On a rainy July night, I set off to see Bob Dylan at McCoy Stadium in Pawtucket, Rhode Island. It had been almost a year since I last saw Bob in the luxurious confines of the MGM Theatre at Foxwoods (see my post from August 16), so I was ready for my summer fix of Bob.
In the past, I had been reluctant to go to a show on the ball park tours. I'm not much for general admission gigs. You are either sitting thousands of yards away from the stage and you have to ask your neighbor: "Which one's Bob?" or you are enduring the mosh pit up front. Not my idea of a fun night.
Fortunately, I had Guitar Johnny as my wing man tonight. With him as my backstage ambassador, I had visions of meeting Bob and completing my rock and roll fantasy life. After a very pleasant dinner in the backstage area and a nice visit with a couple of the band members, "Guitar" and I were unsure about our plan. We went up to the back of stage to hear a bit of Johnny Cougar (or whatever he is called these days) and it didn't look like there would be much room there for us when Bob's part of the show began.
The weather was getting worse and I have to confess we were thinking about hitting the road. When we realized that Bob was not coming out of his bus for a stroll around back stage and a personal meet and greet with yours truly, we were really losing interest. Fortunately, we decided to make one more foray through the backstage area. We were hanging around just seeing if we could catch a glimpse Bob before he took the stage.
We did see a few people going up some stairs on the right side of the stage, but didn't think that was in our reach. Suddenly, a security guy was on us and instead of telling us to beat it, he told us go right up those stairs and find a place behind the soundboard. In an instant, we were flying first class.
Up we went and we found ourselves about 25 feet off Bob's side of the stage. After about 5 minutes there was a little commotion to our left and there was Bob with a black suit and white Rolling Thunder style hat standing about 6 feet away.
Bob and the band hit the stage and started into a rocking version of Cat's In The Well with Bob on lead guitar. Next they launched into It Ain't Me, Babe, which was followed by I'll Be Your Baby Tonight. Bob was playing his guitar for all he was worth. We could see Denny looking over at him with a perplexed look trying to follow his lead as they soloed together. Afterwards, Johnny said he thought he was listening to the Allman Brothers with the twin lead guitar sound. Pretty great stuff and Bob had the old chicken scratch working just fine. It made me remember his solos in the old days on Tangled Up In Blue. Chicken Scratch!

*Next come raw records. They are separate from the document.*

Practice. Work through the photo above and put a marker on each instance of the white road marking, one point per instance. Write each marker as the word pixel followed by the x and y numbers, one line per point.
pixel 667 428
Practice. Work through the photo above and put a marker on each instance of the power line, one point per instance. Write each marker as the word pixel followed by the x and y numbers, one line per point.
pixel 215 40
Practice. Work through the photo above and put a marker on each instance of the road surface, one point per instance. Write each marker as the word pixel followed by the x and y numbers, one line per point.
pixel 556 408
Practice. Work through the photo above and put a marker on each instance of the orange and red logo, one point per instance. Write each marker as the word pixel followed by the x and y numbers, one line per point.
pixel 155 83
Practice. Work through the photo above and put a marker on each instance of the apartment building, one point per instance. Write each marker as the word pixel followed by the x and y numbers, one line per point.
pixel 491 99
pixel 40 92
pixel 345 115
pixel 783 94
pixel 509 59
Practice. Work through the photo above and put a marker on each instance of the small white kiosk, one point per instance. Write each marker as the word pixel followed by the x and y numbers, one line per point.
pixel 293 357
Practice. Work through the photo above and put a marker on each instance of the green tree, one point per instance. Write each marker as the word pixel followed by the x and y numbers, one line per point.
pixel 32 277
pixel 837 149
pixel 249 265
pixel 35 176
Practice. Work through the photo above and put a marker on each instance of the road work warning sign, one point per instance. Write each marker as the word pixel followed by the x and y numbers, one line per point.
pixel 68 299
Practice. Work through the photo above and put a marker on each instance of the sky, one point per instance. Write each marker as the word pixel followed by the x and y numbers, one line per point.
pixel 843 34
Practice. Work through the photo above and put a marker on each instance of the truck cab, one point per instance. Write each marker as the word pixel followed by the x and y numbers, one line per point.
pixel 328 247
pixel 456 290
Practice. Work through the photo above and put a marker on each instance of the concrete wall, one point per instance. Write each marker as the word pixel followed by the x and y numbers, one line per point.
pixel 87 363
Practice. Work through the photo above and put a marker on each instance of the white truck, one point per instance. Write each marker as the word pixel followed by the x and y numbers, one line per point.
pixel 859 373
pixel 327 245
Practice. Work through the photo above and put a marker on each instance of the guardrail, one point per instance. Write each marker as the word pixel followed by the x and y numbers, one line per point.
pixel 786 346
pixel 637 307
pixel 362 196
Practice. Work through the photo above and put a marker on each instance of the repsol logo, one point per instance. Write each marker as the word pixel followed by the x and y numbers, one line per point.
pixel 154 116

I was amazed to see that Bob keep the guitar on for another song. The band started in and after a few notes, Johnny and I looked at each other and said at the same time: "This Wheel's On Fire". One of my favorites from the Basement Tapes and what a treat to hear Bob take those leads. It made my night to hear it.
After a crazy jam version of The Levee's Gonna Break, the music took a little turn for the worse. It may have been our position on the side of the stage, but Bob's organ playing was drowning out every one else in the band. In Johnny's words: "His organ was Gothic." I thought it sometimes sounded like something you would hear at your local skating rink. Nevertheless, Bob was bopping around and laughing with the band between songs. He looked like he was having a good night.
Masters of War and It's Alright, Ma were casualties of this organ sound. The set list then veered to the modern era. It didn't matter, I was a happy man after the first few songs.
As we were driving back on 95 after the show in an absolute monsoon, Johnny was telling me about seeing Dylan and the Band in October of 1965 at the Bushnell Auditorium. Suddenly, we spotted the two tour buses heading down the highway to the next gig. As we passed, I thought about how much I enjoyed the show and how happy I was to hear This Wheel's On Fire. At the same time, I thought about the strange life of Bob Dylan and his Never Ending Tour. I hoped as he rode his bus through the rain and the dark, that he was happy as well. Thank you Bob for a great night.